States are still figuring out how to deal with e-cigarettes. In Hawaii, for example, the product was up against a proposal that aimed to tax e-cigarettes at 70% of the wholesale price. Luckily for Hawaiian retailers, the bill was not passed.
“We have no problem with the taxing of the product, but you have to tax it at the level of harm that it does, and it’s a less harmful product than a traditional tobacco cigarette,” Kiklas said. “So if you’re going to tax it, tax it at that level, and that level would be not very high.”
New Product Excitement
Tedeschi has been testing disposable and rechargeable e-cigarette brands at 15 of its 190 stores, and is also testing the refill cartridges.
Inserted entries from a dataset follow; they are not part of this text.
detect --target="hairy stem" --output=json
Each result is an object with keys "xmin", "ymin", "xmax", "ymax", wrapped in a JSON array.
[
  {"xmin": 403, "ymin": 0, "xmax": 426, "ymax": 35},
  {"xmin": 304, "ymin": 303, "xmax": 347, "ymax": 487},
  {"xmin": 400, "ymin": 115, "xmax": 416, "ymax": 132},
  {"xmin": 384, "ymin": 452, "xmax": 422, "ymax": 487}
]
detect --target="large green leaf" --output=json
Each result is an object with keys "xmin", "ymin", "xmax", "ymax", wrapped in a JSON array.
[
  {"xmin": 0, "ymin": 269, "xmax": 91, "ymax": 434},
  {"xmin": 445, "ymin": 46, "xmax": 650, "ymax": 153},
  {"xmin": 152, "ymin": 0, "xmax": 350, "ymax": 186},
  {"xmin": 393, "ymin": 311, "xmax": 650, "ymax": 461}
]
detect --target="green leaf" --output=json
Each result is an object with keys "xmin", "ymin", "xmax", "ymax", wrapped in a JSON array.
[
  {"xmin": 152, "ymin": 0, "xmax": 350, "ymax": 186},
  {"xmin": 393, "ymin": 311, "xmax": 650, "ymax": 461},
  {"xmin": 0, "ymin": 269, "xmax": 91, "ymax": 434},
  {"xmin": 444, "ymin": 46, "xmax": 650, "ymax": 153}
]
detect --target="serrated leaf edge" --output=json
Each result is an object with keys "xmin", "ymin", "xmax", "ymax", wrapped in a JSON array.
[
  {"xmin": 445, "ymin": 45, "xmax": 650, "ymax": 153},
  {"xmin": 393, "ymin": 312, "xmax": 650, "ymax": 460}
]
“I don’t see the hype right now that seems to be prevalent in other parts of the country for e-cigarettes. It doesn’t seem to have reached New England yet, or at least the state of Massachusetts,” said Stephen Monaco, director of purchasing for Tedeschi Food Shops in Rockland, Mass. “But I believe electronic cigarettes and cigars are here to stay and will become more dominant as the year goes along.”
At Express Convenience Centers in Wisconsin, e-cigarette unit sales are low, but the company sees the sales and margins on electronic tobacco products as worth the investment, said Scott Glaser, merchandising manager and buyer for the 19-store chain.
“We do have a few committed e-cigarette customers, but it’s too soon to tell if customers are trading off from other tobacco categories or if they are capturing an entirely new customer,” Glaser said.